President Trump and Republicans have repeatedly warned that universal mail-in voting would be a disaster. This year, we’ve seen several elections done via mail that resulted in significant problems either due to voter error, counting issues, missing ballots, or outright fraud.
Universal mail-in voting proponents on the left point to states that have been doing vote-by-mail for years as proof it can be done nationwide, but this simply isn’t the case.
“New proponents of mail balloting don’t often understand how it actually works,” says Public Interest Legal Foundation President and PJ Media contributor J. Christian Adams. “States like Oregon and Washington spent many years building their mail voting systems and are notably aggressive with voter list maintenance efforts. Pride in their own systems does not somehow transfer across state lines. Nevada, New York, and others are not and will not be ready for November.”
With just over two months before the presidential election, no amount of money could get the USPS ready for a universal mail-in election.
A secure and reliable national mail-in voting system would take years to develop. There has been enough evidence this year alone that should have ended this debate for the 2020 election and it’s about time for the left to open their eyes and see that problems with mail-in voting are happening in different states nationwide. Here are some examples of those mail-in voting failures.
Last month, the Associated Press reported that “more than 100,000 mail-in ballots were rejected by California election officials during the March presidential primary,” noting that the mistakes resulting in the rejection could have been resolved by in-person voting. “While polling places include workers who can assist people who have questions about filling out ballots, a voter doesn’t have support at home and so problems can arise,” they wrote.
Last week, a Paterson, N.J., City Council election was invalidated by a judge due to rampant mail-in voter fraud. State Superior Court Judge Ernest Caposela ruled that the election for a Paterson City Council seat had been irreversibly tainted. A new election has been ordered to take place in November. Four people were charged with criminal conduct in connection to the voter fraud, including a sitting councilman and a councilman-elect.

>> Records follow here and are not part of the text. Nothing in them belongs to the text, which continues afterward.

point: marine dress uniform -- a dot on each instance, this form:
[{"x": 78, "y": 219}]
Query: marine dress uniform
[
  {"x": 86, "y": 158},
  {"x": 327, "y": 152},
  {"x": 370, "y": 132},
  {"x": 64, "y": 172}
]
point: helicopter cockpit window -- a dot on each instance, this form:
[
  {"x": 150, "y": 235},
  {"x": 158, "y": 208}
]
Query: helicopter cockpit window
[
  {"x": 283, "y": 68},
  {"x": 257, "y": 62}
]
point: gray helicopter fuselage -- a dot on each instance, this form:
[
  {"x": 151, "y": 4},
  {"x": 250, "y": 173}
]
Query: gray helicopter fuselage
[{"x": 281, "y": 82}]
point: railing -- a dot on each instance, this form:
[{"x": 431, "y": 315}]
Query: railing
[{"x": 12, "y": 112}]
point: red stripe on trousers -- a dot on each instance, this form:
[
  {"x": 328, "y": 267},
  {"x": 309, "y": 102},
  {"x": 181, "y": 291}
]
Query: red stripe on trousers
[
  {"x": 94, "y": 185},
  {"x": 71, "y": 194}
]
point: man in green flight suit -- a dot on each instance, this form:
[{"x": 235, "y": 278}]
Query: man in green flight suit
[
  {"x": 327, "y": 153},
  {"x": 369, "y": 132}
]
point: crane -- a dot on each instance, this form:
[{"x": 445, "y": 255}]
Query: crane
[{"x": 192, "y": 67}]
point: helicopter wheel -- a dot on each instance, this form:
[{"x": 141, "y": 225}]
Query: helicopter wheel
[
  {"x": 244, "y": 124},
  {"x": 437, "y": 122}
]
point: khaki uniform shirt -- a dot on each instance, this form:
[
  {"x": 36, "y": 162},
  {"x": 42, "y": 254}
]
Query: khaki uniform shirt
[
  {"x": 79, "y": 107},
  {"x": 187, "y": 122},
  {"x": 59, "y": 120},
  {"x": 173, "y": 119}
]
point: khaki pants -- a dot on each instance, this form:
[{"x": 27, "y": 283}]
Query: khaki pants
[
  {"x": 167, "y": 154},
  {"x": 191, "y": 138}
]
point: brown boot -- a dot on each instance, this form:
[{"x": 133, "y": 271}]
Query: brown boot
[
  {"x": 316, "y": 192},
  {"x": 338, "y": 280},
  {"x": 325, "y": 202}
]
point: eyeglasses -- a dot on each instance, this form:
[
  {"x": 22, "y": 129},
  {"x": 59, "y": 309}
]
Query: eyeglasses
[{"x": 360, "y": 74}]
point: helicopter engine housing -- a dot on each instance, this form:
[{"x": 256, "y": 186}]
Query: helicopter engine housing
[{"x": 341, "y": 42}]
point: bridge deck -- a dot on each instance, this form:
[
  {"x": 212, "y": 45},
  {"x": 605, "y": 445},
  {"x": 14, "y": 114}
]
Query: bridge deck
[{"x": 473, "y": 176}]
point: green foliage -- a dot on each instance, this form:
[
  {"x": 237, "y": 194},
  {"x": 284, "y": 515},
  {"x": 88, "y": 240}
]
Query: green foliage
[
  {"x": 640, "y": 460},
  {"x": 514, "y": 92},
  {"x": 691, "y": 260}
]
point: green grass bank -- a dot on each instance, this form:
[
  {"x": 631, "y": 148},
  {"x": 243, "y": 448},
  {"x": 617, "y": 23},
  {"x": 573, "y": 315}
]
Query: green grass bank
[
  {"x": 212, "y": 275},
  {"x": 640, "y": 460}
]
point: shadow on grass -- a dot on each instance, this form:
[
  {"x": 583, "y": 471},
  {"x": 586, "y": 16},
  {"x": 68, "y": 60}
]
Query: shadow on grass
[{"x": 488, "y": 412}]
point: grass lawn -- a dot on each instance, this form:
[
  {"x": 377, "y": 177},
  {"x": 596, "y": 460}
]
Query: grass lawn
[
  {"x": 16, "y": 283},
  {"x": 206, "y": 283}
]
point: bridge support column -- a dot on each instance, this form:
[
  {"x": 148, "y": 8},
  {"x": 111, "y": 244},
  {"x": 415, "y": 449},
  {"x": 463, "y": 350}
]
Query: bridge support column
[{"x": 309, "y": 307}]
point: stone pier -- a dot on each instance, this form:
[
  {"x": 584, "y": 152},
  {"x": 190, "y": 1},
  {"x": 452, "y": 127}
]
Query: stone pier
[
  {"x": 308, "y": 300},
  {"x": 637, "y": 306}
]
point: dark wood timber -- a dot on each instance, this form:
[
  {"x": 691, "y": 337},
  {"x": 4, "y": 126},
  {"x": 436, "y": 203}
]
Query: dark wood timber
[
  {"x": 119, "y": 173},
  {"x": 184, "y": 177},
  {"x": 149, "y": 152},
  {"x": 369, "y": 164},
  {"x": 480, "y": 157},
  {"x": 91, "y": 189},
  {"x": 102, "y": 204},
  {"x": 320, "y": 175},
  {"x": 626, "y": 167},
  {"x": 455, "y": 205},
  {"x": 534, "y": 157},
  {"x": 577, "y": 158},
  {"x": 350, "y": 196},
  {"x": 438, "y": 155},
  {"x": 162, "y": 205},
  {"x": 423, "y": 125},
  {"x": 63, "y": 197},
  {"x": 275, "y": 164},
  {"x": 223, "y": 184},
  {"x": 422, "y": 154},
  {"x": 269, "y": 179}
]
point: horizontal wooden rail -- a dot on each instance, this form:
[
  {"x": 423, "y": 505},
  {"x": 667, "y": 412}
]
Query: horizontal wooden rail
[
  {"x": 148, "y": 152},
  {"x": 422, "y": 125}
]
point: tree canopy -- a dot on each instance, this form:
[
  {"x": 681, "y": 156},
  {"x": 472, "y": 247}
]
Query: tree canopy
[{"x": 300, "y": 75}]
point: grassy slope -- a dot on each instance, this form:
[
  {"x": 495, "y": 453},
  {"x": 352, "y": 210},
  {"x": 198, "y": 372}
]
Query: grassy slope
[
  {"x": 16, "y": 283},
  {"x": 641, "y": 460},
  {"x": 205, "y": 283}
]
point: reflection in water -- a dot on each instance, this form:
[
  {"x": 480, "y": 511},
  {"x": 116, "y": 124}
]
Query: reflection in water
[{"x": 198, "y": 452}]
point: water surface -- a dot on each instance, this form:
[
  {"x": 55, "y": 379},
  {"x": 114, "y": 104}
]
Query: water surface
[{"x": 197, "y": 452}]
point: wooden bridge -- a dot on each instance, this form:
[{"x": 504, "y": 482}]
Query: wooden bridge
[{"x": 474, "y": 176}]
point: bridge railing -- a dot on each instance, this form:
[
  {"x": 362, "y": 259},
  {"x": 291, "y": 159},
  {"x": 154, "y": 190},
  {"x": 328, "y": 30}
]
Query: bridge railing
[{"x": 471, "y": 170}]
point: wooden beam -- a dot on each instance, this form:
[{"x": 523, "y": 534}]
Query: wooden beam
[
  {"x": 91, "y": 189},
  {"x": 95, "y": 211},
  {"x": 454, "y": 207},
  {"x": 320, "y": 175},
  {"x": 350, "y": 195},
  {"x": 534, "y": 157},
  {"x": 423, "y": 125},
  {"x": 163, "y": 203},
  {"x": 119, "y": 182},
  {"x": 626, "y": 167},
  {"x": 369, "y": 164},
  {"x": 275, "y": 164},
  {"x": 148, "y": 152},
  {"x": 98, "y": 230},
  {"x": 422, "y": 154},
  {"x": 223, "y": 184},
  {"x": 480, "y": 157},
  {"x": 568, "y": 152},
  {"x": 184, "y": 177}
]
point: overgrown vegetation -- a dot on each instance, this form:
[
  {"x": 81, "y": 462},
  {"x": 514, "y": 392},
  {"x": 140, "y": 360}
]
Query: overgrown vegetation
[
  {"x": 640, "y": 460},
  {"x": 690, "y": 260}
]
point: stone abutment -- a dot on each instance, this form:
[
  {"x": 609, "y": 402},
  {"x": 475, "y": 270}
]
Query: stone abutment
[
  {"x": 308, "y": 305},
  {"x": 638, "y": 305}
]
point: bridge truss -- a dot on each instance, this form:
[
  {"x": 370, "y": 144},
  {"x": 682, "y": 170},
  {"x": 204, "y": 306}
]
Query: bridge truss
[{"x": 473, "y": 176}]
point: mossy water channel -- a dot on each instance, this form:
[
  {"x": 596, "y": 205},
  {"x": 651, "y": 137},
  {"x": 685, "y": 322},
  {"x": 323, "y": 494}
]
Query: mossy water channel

Michigan supposedly has very current voter registration lists, but, as was reported last week at PJM, “state election authorities rejected 846 ballots from people who were dead and another 1,100 ballots from people who had moved” for the August 4, primary. In Detroit alone, “72 percent of absentee ballot precincts recorded totals that didn’t match the actual number of votes,” resulting in Wayne County, the largest county in the state, calling for an investigation.